Região Centro-Oeste é a segunda em número de sedentários do País

sedentarismoDe acordo com a pesquisa ‘Diagnóstico Nacional do Esporte (Diesporte)’ divulgada esta semana 45,9% da população do País não pratica esporte ou atividade física, o que representa 67 milhões de pessoas.

Coordenada pelo Ministério do Esporte e financiada com cerca de R$ 4 milhões pela Financiadora de Estudos e Projetos (Finep/MCTI), o levantamento trata da relação entre o brasileiro e a prática esportiva. Foram realizadas, ao longo de 2013, 8.902 entrevistas com pessoas entre 14 e 75 anos.

O Diesporte também detalhou as informações por região. O estudo apontou que o Sudeste concentra a maior parte dos sedentários: 54,4%. Já o Norte possui mais gente se exercitando, com somente 37,4% de pessoas sem praticar atividade física. Nordeste (38,5%), Sul (39,3%) e Centro-Oeste (45,1%) vêm em sequência. O índice de sedentarismo é maior entre as mulheres (50,4%) do que entre os homens (41,2%).

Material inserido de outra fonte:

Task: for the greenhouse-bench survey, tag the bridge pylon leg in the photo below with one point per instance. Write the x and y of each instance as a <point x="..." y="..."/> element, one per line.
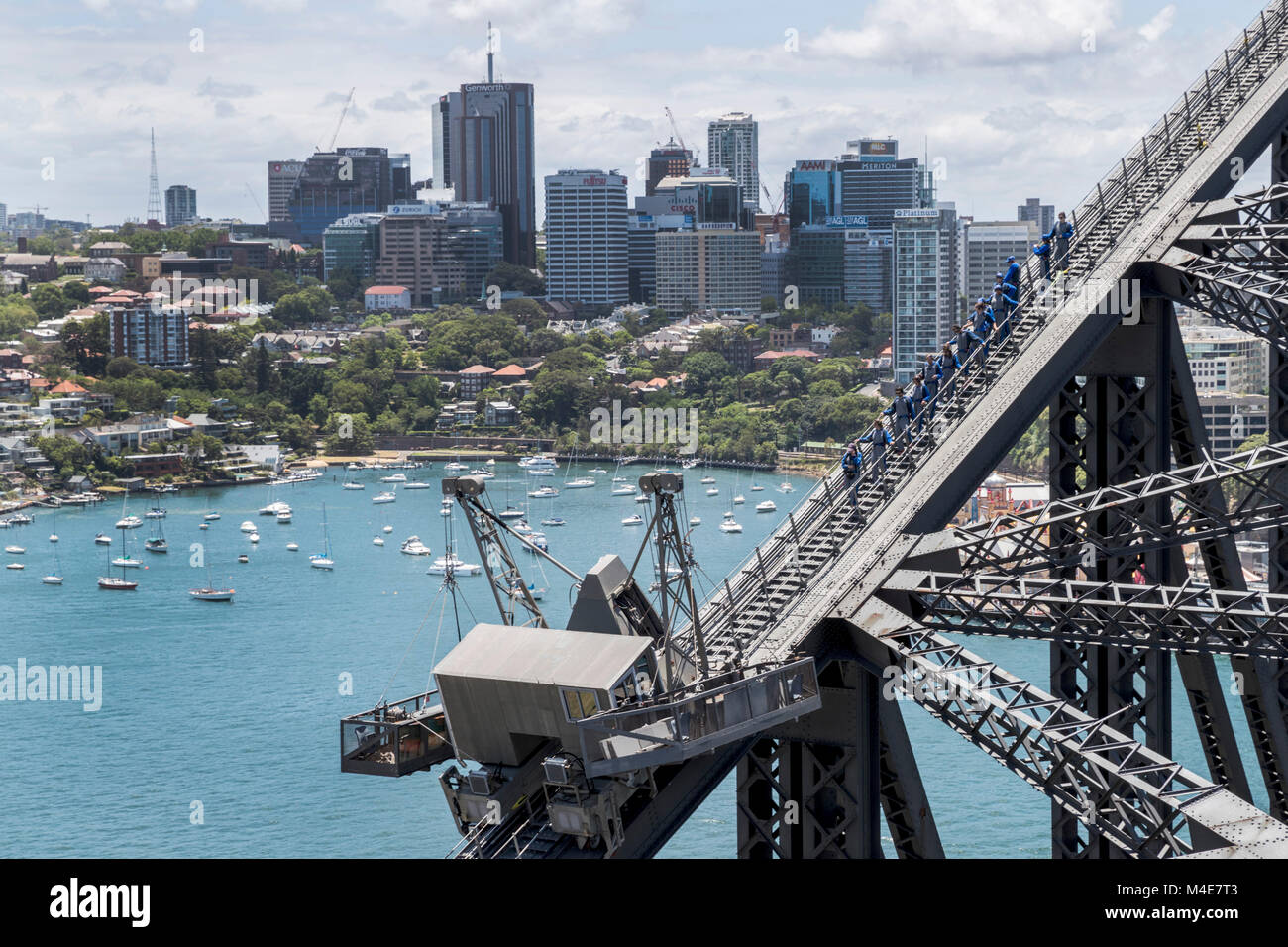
<point x="1109" y="424"/>
<point x="811" y="789"/>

Na América do Sul, o Brasil está em situação melhor que a Argentina, que tem 68,3% da população sedentária, e pior que o Uruguai, com 34,1%. A nível mundial, o País fica atrás de países como Índia (15,6%) e Inglaterra (17%) e próximo ao Estados Unidos (40,5%).

Os dados mostram ainda que a maioria dos brasileiros abandona as praticas esportivas antes do 34 anos e que o esporte mais praticado e também o abandonado é o futebol, seguido do vôlei e natação.

Sedentarismo traz mais riscos à saúde do que a obesidade

O estudo mostra que 58,8% das pessoas não praticam esportes afirmam que não têm tempo e dão prioridade a outras coisas, como estudar, trabalhar ou cuidar da família. Outras 11,8% declaram que têm preguiça, desinteresse ou desmotivação, e 9,5% alegam questões de saúde.

Os motivos para o sedentarismo mudam de acordo com as regiões do país. No Sudeste, 41,5% das pessoas sedentárias disseram que têm consciência dos riscos, mas não se esforçam para mudar. No Sul, 22,4% dão a mesma justificativa, enquanto 22,8% afirmam que não gostam de esportes ou atividades físicas e 28,9% dizem não ter tempo. O Centro-Oeste apresenta o maior percentual de pessoas que afirmam ter consciência dos riscos, mas não praticam por falta de condições financeiras (10,2%).

“O combate ao sedentarismo vai além da infraestrutura. A prática é cultural e tem que ser vista pela ótica educacional” destacou o ministro do Esporte, George Hilton. Ele acredita que o protagonismo das práticas esportivas no período escolar é fundamental, “para que quando o jovem sair da escola, continue tendo vontade, gana e desejo de praticar esportes”, acrescenta.